The main difference in use:
Multimode fiber is mostly used in networks with relatively low transmission rates and relatively short transmission distances, such as local area networks, etc. Such networks usually have many nodes, many joints, and many detours, and the amount of connectors and couplers is large. Unit The length of the fiber uses the characteristics of a large number of light sources, and the use of multimode fiber can effectively reduce the network cost. Single-mode fiber is mostly used in lines with long transmission distance and relatively high transmission rate, such as long-distance trunk transmission and metropolitan area network construction.

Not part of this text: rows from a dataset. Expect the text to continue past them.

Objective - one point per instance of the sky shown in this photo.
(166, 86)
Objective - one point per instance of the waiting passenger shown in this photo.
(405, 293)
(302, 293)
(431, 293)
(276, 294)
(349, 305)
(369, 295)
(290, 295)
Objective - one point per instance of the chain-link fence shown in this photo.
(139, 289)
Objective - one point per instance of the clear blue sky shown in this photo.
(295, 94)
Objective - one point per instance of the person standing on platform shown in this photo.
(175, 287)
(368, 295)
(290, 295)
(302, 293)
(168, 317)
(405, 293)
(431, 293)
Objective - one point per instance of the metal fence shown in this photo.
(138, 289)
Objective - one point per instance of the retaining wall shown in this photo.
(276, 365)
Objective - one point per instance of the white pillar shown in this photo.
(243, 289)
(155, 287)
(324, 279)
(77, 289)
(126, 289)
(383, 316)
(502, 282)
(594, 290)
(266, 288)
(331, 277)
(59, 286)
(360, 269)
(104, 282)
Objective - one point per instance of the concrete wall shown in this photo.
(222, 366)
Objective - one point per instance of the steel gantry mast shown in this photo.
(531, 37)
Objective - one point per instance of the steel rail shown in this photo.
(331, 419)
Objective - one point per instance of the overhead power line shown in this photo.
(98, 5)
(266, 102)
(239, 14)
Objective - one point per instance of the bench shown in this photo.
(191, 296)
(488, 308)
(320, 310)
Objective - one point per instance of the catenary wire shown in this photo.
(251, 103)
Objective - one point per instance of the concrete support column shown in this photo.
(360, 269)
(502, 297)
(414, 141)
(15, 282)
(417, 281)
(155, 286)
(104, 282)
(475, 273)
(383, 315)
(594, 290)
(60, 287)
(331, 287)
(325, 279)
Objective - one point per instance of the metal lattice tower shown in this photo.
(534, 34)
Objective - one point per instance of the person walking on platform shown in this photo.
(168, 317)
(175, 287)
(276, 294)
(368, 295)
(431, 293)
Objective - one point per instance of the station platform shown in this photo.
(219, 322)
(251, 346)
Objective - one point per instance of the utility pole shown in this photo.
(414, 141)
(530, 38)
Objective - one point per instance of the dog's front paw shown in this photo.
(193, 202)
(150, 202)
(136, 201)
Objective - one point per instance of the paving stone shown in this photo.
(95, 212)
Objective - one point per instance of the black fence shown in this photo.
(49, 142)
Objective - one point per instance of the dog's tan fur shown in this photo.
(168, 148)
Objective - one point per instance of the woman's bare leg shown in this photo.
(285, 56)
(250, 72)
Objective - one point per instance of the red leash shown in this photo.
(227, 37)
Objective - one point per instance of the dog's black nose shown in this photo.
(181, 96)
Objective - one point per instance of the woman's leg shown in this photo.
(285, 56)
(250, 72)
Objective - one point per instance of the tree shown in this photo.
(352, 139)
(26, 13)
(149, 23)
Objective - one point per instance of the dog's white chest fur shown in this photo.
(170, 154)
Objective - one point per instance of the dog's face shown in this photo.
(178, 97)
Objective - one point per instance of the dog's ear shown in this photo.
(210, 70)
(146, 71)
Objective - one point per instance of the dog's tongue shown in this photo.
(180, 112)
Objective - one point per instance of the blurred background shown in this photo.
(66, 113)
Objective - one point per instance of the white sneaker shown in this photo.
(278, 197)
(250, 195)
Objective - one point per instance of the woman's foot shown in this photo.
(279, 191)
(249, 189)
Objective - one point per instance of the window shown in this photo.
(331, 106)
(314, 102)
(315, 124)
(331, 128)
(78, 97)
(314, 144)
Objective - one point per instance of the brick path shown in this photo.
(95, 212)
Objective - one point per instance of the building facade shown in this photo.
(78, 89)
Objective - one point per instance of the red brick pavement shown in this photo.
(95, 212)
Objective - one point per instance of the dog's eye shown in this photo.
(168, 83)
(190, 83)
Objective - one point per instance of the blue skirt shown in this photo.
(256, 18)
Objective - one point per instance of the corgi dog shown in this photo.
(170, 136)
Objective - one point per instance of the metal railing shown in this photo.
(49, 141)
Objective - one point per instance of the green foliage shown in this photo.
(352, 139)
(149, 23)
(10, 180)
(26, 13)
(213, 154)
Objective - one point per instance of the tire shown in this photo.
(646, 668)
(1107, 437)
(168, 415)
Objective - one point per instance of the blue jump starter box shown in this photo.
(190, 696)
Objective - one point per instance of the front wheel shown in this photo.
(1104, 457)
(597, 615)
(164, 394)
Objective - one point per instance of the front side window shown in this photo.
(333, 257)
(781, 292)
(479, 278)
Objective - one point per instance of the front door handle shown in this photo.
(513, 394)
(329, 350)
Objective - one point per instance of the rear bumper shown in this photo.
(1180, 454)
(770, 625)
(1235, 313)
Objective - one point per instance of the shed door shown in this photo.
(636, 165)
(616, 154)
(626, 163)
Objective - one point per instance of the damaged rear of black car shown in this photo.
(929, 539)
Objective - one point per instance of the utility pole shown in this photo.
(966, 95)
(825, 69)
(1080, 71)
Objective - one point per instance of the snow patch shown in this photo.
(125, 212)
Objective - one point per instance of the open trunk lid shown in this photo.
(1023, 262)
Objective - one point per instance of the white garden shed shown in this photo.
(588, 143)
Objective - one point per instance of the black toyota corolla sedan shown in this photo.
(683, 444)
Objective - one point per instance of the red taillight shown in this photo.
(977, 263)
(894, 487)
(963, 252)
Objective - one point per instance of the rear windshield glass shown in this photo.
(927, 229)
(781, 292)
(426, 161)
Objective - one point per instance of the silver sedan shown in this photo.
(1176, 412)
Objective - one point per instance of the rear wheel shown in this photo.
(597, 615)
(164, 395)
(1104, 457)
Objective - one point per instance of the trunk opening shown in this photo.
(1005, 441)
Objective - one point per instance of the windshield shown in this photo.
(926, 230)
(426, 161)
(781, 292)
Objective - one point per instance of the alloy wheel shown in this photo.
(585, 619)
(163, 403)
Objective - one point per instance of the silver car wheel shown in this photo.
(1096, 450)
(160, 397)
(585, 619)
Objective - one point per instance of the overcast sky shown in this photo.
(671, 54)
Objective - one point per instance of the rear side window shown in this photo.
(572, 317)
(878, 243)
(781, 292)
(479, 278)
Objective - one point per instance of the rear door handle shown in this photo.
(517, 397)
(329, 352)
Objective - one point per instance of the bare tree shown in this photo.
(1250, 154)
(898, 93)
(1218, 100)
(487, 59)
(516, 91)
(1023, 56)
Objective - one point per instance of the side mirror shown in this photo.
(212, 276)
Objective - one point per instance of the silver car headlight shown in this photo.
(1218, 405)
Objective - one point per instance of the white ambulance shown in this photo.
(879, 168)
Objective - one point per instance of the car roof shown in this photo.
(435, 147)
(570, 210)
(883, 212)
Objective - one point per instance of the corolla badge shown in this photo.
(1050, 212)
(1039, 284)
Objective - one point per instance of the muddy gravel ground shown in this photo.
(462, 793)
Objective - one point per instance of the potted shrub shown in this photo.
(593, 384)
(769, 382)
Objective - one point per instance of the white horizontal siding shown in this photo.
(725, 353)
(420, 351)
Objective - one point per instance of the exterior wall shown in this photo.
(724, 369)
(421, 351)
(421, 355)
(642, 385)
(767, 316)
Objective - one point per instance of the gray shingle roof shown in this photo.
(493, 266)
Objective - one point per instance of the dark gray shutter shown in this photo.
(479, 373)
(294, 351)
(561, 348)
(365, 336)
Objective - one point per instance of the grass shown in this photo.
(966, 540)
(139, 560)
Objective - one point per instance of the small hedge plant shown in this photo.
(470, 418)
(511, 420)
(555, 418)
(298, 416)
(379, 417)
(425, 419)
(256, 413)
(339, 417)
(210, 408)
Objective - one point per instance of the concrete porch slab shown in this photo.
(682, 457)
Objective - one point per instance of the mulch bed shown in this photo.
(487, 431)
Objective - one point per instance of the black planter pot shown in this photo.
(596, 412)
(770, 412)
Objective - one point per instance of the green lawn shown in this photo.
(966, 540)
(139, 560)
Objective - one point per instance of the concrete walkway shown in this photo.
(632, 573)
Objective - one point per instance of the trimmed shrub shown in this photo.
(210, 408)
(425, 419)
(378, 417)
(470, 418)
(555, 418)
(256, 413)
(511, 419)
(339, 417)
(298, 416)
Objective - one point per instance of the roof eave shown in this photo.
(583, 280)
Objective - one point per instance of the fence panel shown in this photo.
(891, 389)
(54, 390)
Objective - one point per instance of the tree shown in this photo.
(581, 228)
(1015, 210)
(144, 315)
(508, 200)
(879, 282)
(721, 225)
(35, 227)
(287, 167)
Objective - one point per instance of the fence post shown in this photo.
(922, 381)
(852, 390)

The selection of optical cables is not only based on the number of optical fibers and the type of optical fibers, but also the outer sheath of the optical cable according to the use of the optical cable. When choosing, you should pay attention to the following points:
1. When the outdoor optical cable is directly buried, the Kai-shaped optical cable should be selected. When overhead, a black plastic outer sheathed cable with two or more reinforcing ribs can be used.
2. When selecting optical cables used in buildings, attention should be paid to their flame retardant, toxic and smoke characteristics. Generally, the type of flame retardant but smoke can be used in the pipeline and forced ventilation, and the type of flame retardant, smoke-free and non-toxic should be used in the exposed environment.
3. For vertical wiring in the building, Distribution Cables can be used; for horizontal wiring, Breakout Cables can be used.
4. If the transmission distance is within 2Km, multi-mode light can be selected, and if the transmission distance exceeds 2Km, relay or single-mode optical cable can be used. In practice, multi-mode is used within 3KM, single-mode is used if the distance is 3-20km, and relay is required if it is more than 20km!
The above are several issues that should be paid attention to from the application aspect, regardless of the price and quality factors of the optical cable itself. It also requires flexibility in implementation. In fact, the wiring environment is complex and diverse, and various problems may appear at any time. This requires us to strictly follow the wiring standards during planning and construction, and flexibly analyze the problems encountered.